Tak hanya denda, pemerintah juga bisa menyeret para pemimpin perusahaan dengan hukuman selama tiga tahun penjara.

Seperti dilaporkan Reuters.com, undang-undang baru itu merespons serangan brutal ke dua masjid di Christchurch, Selandia Baru, pada 15 Maret 2019. Serangan itu mengakibatkan 50 orang tewas saat mereka menghadiri shalat Jumat.

Video penembakan itu disiarkan secara langsung oleh pelaku, yaitu Brenton Tarrant (28), warga Australia. Polisi Selandia Baru, Kamis (28/3/2019), mengatakan, Tarrant akan menghadapi 50 dakwaan pembunuhan dan 39 percobaan pembunuhan di pengadilan, Jumat (5/4/2019).

Dengan adanya undang-undang baru, seluruh perusahaan di Australian, termasuk Facebook Inc dan Google Alphabet, pemilik YouTube, akan dinyatakan melanggar hukum jika tidak segera menghapus video atau foto kekerasan atau pemerkosaan di platform-nya.

Perusahaan juga untuk diminta aktif melaporkan kepada kepolisian. "Adalah penting bagi kami membuat pernyataan sangat jelas kepada perusahaan medsos, bahwa kami berharap perilaku mereka berubah," ujar Menteri Komunikasi dan Seni Australia, Mitch Fifiedl, kepada pers di Canberra.
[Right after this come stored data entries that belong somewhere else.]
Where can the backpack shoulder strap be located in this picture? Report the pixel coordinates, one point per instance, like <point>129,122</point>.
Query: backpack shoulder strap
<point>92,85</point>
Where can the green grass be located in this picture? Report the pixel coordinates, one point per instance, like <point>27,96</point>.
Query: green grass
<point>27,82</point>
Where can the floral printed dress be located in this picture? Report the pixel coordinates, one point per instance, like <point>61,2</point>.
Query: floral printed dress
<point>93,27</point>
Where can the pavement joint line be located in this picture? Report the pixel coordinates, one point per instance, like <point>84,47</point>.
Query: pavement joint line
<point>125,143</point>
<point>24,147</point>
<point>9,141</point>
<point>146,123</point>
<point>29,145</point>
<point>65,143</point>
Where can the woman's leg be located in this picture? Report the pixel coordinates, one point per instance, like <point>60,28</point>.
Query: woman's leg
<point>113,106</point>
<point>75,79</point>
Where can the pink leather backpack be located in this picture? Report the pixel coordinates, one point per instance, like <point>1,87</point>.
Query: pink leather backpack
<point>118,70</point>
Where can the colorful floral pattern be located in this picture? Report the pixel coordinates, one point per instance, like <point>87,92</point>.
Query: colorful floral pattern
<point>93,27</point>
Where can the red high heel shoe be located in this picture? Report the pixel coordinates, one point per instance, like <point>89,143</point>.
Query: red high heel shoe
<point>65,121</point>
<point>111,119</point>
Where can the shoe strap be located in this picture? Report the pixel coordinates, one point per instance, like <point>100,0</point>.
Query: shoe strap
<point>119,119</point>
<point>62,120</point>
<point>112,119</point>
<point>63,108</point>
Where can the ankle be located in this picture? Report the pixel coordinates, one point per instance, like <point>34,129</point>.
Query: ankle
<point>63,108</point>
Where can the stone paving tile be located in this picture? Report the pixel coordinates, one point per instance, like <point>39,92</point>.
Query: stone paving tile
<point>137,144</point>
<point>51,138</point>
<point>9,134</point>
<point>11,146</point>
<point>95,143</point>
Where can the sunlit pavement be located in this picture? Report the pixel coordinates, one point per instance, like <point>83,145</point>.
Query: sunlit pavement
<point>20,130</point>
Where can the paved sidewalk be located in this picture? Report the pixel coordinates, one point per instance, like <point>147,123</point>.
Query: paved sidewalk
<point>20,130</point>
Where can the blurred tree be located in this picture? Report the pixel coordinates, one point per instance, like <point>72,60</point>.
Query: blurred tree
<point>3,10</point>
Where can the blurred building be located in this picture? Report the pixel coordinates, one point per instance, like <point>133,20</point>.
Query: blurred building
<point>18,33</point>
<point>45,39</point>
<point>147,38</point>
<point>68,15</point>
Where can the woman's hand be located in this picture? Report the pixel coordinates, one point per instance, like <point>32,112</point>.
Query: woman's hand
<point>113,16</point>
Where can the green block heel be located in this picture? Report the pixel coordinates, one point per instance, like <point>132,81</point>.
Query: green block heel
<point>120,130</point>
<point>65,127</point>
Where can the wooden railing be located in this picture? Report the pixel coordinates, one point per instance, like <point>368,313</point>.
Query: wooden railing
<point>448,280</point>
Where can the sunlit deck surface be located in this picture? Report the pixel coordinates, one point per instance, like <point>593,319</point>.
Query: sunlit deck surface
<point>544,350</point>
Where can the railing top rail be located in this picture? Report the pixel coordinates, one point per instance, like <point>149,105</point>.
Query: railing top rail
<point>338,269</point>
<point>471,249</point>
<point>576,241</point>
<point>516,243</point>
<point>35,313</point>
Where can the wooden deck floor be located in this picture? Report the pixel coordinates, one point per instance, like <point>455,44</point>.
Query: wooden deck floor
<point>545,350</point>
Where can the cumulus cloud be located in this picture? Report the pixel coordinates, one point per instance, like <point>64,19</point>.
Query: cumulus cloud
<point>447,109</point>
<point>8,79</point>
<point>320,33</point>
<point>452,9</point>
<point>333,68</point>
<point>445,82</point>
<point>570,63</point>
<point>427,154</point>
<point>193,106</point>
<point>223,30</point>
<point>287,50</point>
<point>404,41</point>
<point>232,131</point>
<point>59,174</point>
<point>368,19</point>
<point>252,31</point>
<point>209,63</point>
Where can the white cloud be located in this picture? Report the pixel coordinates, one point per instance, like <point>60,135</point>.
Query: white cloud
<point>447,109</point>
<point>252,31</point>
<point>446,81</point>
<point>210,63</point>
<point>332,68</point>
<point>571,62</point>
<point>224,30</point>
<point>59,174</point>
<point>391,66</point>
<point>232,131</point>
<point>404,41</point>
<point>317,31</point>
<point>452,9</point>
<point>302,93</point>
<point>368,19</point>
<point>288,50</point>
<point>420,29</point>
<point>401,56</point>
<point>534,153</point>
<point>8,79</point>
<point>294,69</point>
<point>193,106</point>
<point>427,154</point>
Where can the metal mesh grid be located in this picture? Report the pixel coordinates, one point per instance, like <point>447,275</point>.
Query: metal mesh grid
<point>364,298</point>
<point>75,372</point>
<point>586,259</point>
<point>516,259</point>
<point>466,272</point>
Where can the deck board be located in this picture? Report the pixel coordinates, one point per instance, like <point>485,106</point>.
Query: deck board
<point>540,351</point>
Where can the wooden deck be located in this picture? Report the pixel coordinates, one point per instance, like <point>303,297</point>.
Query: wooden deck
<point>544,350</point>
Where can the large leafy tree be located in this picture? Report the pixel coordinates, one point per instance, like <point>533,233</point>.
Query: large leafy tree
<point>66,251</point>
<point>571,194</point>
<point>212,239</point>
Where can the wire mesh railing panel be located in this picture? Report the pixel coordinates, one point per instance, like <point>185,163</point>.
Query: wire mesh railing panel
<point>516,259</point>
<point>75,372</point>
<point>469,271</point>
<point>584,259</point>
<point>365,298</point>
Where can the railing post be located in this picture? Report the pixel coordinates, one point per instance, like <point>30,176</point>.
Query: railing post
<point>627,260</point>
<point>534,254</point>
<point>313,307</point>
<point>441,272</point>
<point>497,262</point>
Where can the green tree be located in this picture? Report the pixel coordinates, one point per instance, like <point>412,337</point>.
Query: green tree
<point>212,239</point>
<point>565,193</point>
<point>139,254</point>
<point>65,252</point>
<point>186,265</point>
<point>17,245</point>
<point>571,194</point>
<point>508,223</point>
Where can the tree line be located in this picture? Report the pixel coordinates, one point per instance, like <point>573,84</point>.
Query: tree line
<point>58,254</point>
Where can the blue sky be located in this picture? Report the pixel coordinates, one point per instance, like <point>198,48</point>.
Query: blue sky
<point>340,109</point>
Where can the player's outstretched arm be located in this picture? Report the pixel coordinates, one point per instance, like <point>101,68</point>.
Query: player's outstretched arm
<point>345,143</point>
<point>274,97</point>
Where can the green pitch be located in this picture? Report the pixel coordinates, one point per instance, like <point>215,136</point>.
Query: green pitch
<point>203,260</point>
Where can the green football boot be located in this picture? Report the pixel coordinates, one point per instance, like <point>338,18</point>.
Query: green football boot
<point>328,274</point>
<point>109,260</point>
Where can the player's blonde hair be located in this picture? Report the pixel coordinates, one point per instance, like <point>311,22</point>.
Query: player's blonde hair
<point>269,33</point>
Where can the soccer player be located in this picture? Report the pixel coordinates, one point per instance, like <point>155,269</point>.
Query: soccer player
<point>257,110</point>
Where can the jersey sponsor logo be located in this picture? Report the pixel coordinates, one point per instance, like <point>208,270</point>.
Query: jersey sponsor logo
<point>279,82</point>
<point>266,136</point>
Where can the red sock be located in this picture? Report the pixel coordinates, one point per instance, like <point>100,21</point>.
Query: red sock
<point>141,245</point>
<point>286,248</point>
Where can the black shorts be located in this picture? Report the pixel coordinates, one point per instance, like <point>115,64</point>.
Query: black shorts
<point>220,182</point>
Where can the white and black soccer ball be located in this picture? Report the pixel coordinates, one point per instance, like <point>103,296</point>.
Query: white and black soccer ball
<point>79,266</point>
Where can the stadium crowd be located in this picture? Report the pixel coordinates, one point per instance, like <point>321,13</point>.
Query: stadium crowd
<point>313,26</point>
Menanggapi hal itu, juru bicara Google mengatakan, sebetulnya telah berkomitmen terkait dengan konten kekerasan tersebut. "Kami tidak menoleransi terhadap konten teroris di platform kami," kata dia melalui email.

"Kami berkomitmen mengembangkan teknologi dan standar baru untuk mengidentifikasi dan menghapus konten teroris"
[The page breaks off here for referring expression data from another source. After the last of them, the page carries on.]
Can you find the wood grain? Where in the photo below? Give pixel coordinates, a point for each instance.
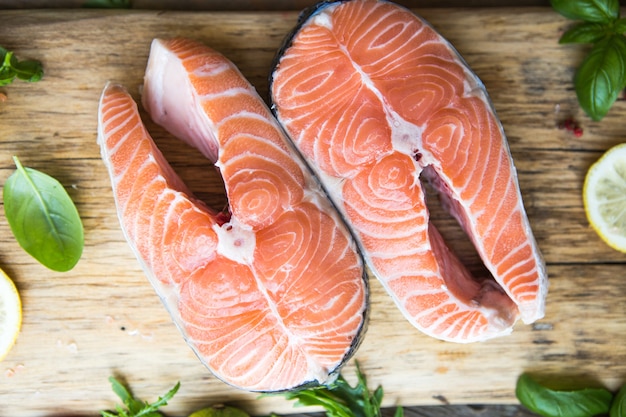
(103, 318)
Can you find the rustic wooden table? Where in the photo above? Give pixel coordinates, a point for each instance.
(103, 318)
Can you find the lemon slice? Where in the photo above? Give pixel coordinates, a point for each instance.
(10, 314)
(604, 197)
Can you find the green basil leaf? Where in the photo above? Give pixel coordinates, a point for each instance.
(620, 26)
(601, 76)
(550, 403)
(585, 32)
(618, 408)
(30, 71)
(7, 74)
(600, 11)
(43, 218)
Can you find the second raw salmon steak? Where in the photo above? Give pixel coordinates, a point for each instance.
(270, 295)
(377, 101)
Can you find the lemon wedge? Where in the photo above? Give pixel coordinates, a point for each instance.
(10, 314)
(604, 197)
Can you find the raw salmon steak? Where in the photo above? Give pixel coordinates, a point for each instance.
(387, 106)
(270, 295)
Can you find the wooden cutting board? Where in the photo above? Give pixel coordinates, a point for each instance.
(103, 318)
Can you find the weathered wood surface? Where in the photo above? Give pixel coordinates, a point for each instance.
(103, 318)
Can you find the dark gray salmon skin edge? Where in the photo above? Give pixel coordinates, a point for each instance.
(304, 17)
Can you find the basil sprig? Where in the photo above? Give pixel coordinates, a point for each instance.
(602, 75)
(587, 402)
(136, 407)
(43, 218)
(11, 68)
(340, 399)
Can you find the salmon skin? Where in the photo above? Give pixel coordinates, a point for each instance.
(271, 295)
(388, 105)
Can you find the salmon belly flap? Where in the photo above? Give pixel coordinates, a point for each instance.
(388, 104)
(271, 295)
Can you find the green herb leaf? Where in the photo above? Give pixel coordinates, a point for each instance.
(585, 32)
(340, 399)
(620, 26)
(136, 407)
(618, 408)
(600, 11)
(43, 218)
(601, 76)
(549, 403)
(29, 70)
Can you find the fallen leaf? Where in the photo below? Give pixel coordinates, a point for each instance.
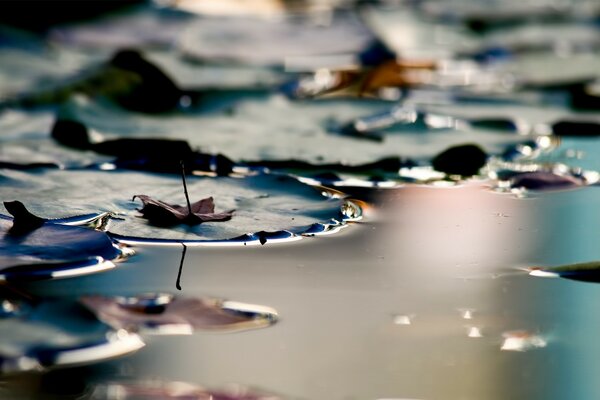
(161, 213)
(23, 220)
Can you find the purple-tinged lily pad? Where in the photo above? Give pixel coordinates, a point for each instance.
(159, 390)
(166, 314)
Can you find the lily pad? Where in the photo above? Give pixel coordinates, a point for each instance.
(273, 128)
(264, 203)
(161, 390)
(166, 314)
(58, 333)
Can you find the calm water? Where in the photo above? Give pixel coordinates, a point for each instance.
(426, 301)
(426, 298)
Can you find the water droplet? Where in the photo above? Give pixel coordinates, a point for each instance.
(522, 341)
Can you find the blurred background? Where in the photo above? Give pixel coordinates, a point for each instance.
(465, 131)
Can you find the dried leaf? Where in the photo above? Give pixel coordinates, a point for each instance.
(161, 213)
(163, 313)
Sementara, Digital Industry Group Inc (DIGI) menilai undang-undang tersebut gagal memahami kompleksitas untuk menghapus konten kekerasan.
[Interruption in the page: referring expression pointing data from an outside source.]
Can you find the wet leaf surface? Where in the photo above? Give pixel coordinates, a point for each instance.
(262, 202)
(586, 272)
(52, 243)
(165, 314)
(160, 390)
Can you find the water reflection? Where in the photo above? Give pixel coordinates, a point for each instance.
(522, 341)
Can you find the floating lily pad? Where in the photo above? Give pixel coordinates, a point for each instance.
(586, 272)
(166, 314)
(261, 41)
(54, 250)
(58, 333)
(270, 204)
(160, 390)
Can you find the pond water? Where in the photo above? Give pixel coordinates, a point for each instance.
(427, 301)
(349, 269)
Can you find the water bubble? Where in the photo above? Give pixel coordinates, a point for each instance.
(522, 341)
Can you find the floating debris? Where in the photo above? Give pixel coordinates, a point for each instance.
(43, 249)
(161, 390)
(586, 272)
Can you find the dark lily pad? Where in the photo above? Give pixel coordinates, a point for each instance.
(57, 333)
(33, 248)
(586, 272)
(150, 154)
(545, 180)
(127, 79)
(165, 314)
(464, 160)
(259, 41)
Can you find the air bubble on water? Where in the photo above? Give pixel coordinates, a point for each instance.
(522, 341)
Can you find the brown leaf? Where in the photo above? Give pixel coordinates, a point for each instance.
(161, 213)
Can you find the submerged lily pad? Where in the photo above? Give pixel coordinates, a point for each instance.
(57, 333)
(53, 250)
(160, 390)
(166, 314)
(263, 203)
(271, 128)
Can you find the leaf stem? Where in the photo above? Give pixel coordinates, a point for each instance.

"Dengan volume besar konten yang diunggah ke internet setiap detik, ini adalah masalah yang sangat kompleks," kata Direktur Pelaksana DIGI Sunita Bose. Anggota DIGI di dalamnya, termasuk Facebook, Apple, Google, Amazon, dan Twitter.

Menurut Reuters, oposisi Australia, Partai Buruh, juga telah mendukung undang-undang tersebut. Namun, partai masih akan berkonsultasi dengan perusahaan-perusahaan teknologi mengenai kemungkinan amandemen jika menang pemilu pada Mei mendatang.